If \(d\) is the number of arguments of the smooth:

  • It is required that \(-d/2 < s < d/2\).
  • If \(s=0\) then the usual thin plate spline is recovered.
  • To obtain continuous functions we further require that \(m + s > d/2\).

For example, DuchonSpline(m=1, s=d/2) can be used in order to use first derivative penalization for any \(d\), and still yield continuous functions.

Parameters:

  • m

    Order of derivative to penalize.

  • s

    \(s\) as described above, should be an integer divided by 2.

SplineOnSphere

SplineOnSphere(*, m: int = 0)

Isotropic smooth for data on a sphere (latitude/longitude coordinates).

This should be used with exactly two variables, where the first represents latitude on the interval [-90, 90] and the second represents longitude on the interval [-180, 180].

Parameters:

  • m

    An integer in [-1, 4]. Setting m=-1 uses DuchonSpline(m=2,s=1/2). Setting m=0 signals to use the 2nd order spline on the sphere, computed by Wendelberger’s (1981) method. For m>0, (m+2)/2 is the penalty order, with m=2 equivalent to the usual second derivative penalty.

RandomEffect

RandomEffect(*args, **kwargs)

Random effect basis for correlated grouped data.

This can be used with any mixture of numeric or categorical variables. Acts similarly to an Interaction but penalizes the corresponding coefficients with a multiple of the identity matrix (i.e. a ridge penalty), corresponding to an assumption of i.i.d. normality of the parameters.

MarkovRandomField

MarkovRandomField(*, polys: list[ndarray])

Markov Random Field basis for discrete spatial data with neighborhood structure.

The smoothing penalty encourages similar value in neighboring locations. When using this basis, the variable passed to S should be a categorical variable representing the area labels.

Parameters:

  • polys (list[ndarray]) –

    List of numpy arrays defining the spatial polygons or neighborhood structure. Each array represents the boundary or connectivity information for a spatial unit.

RandomWigglyCurve

RandomWigglyCurve(bs: BasisLike = <factory>)

S for each level of a categorical variable.

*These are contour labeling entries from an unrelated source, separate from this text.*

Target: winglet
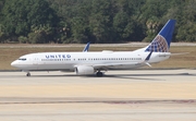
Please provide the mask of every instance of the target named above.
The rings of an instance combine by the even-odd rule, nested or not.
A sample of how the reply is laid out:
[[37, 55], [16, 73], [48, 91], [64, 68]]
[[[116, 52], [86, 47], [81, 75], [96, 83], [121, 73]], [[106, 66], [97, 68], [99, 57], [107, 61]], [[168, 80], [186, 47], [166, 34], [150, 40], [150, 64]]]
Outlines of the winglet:
[[89, 45], [90, 45], [90, 43], [87, 43], [87, 44], [86, 44], [86, 46], [85, 46], [85, 48], [84, 48], [83, 52], [87, 52], [87, 51], [88, 51], [88, 49], [89, 49]]

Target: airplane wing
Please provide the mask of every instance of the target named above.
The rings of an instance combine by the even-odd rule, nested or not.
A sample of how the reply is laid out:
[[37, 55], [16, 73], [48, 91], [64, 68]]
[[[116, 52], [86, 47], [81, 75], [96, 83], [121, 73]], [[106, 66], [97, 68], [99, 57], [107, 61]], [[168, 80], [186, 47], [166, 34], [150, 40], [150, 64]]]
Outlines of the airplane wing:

When using this basis, the first variable of the smooth should be a numeric variable, and the second should be a categorical variable.

Unlike using a categorical by variable e.g. S(x, by="group"):

  • The terms share a smoothing parameter.
  • The terms are fully penalized, with seperate penalties on each null space component (e.g. intercepts). The terms are non-centered, and can be used with an intercept without introducing indeterminacy, due to the penalization.

Parameters:

  • bs (BasisLike, default: <factory> ) –

    Any singly penalized basis function. Defaults to ThinPlateSpline. Only the type of the basis is passed to mgcv (i.e. what is returned by str(bs)). This is a limitation of mgcv (e.g. you cannot do ) mgcv provides no way to pass more details for setting up the basis function.

BasisLike

BasisLike(*args, **kwargs)

Protocol defining the interface for GAM basis functions.

All basis function classes must implement this protocol to be usable with smooth terms. The protocol ensures basis functions can be converted to appropriate mgcv R syntax and provide any additional parameters needed.